Nguyen Quoc Thai1, Pham Huu Tung2, Tran Phung Dung Tien3
1 Department of Gastrointestinal Surgery, Tam Anh Hospital, Ho Chi Minh city
2 Department of Endoscopy, Tam Anh Hospital, Ho Chi Minh city
3 Department of Gastrointestinal Surgery, Cho Ray Hospital

Main Article Content

Abstract

Background: Esophageal perforation is a possibly life-threatening condition with mortality ranging from 10-40%. Delayed diagnosis, especially from fish bone ingestion, increases the risk of mediastinitis and chronic esophagomediastinal fistula.


Case presentation: A 28-year-old male experienced retrosternal pain after suspected fish bone ingestion and self-medicated without investigation.
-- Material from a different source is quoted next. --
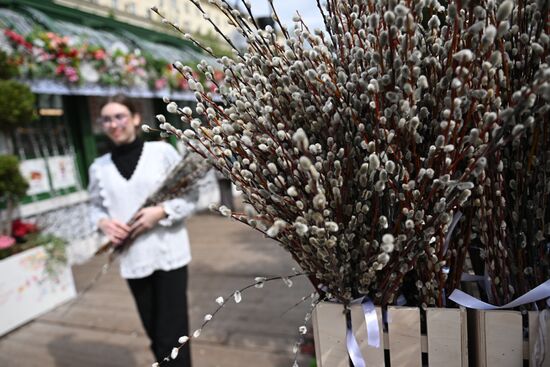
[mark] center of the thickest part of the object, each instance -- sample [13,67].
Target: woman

Symptoms subsided initially, but he developed chronic cough for 5 months after ingestion. Chest CT revealed a chronic esophagomediastinal fistula. The patient was treated with esophageal stenting. At 8 weeks follow-up, endoscopy confirmed complete healing of the fistula and the migrated stent-found in the stomach-was safely removed.


Conclusion: Delayed presentation of esophageal perforation may have an insidious course and is easily overlooked. Persistent respiratory symptoms in patients with a history of foreign body ingestion warrant imaging evaluation to rule out chronic fistula. Esophageal stent placement is an effective treatment option.